Finding where I, or someone else, put something is part of being human. This is especially so when configuring and troubleshooting routers - configuration files are rarely short, and there's always more than one of them, subtly related to each other.
Here's some tips to help if you're working with Routlets - in increasing order of usefulness.
No surprise here. If you open a router configuration in Routlets, you can press Ctrl+F to search the configuration file. You can do the same through the Junos CLI ( show | match ), though the editor shows the match in the context of the rest of the configuration file.
Junos configuration files are very neatly structured by section, and every section has a unique edit path, e.g. you'll see [edit interfaces ge-0/0/0 unit 0] in the CLI. If you're a true CLI junky, you may have tried typing "cd" instead of "edit" to change levels?
Similarly Routlets can hop around a configuration file by edit path - press Ctrl+G. At each level in the edit path the next level sections are shown (like pressing ? on the CLI), but there are a couple more tricks to know.
Wildcards - to save stepping through all the levels, start the edit path with the asterisk '*' symbol. This will cut to a match at any level in the configuration file. This is usually quicker than using Ctrl+F to find a match, as all the matches are listed to be reviewed at a glance.

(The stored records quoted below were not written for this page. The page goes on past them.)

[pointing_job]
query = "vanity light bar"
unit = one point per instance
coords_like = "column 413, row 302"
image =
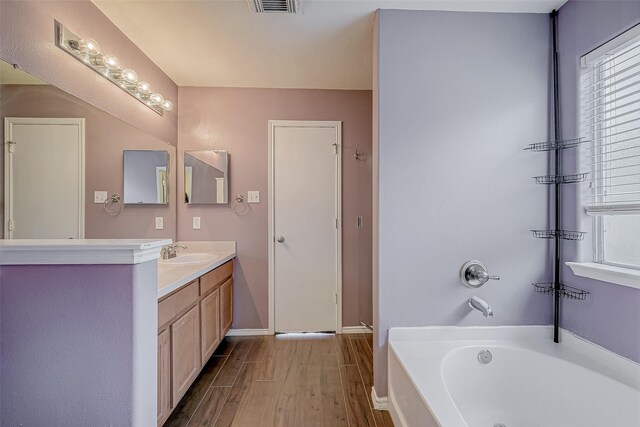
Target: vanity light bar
column 87, row 51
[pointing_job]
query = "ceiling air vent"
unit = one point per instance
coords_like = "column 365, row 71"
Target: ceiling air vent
column 275, row 6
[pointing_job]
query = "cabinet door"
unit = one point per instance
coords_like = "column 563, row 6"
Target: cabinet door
column 164, row 376
column 226, row 307
column 185, row 352
column 209, row 324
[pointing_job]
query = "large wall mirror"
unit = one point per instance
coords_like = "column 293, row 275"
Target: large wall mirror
column 146, row 177
column 206, row 177
column 62, row 151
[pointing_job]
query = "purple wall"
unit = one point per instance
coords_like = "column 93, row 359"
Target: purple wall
column 78, row 345
column 458, row 95
column 611, row 315
column 105, row 139
column 27, row 39
column 237, row 120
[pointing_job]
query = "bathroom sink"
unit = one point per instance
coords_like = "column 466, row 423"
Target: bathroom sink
column 184, row 259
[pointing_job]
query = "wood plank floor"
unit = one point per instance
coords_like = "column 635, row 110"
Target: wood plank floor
column 302, row 380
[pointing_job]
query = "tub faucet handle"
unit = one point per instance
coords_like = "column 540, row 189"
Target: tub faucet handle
column 473, row 274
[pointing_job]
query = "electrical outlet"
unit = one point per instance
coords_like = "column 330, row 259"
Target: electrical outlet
column 253, row 196
column 99, row 196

CapsForHyphen - is a way to separate matching sections. For example, a common 'collision' in a Junos edit path is between the top-level sections "routing-options" and "routing-instances" - normally with the CLI it is necessary to type the matching letters before the auto complete can work. An upper case letter can be used in Routlets to cut through. Just type "rO" to match ahead to the "o" of "options", after the hyphen '-' symbol.
For when you don't know which router to look on (e.g. where was the IP address configured) try Ctrl+H to search. This is a free text search and works from an index - there's no need to connect to any router. All the normal search engine rules apply too - e.g. search for one or more words near each other, combine searches with 'and' and 'or', or "quote a phrase" for an exact search.
It seems like a small thing, but if a word is selected anywhere in Routlets when a search is started, the search defaults to that word. This can come in very handy when troubleshooting. For example to hunt down the source of a route in the output from a show route command, select that IP address and press Ctrl+H. This will quickly get you to the router concerned.
These features make it easy to find your way around a set of routers. Of course they are there on the menus and toolbars in Routlets, but you may find you can remember the keystokes now.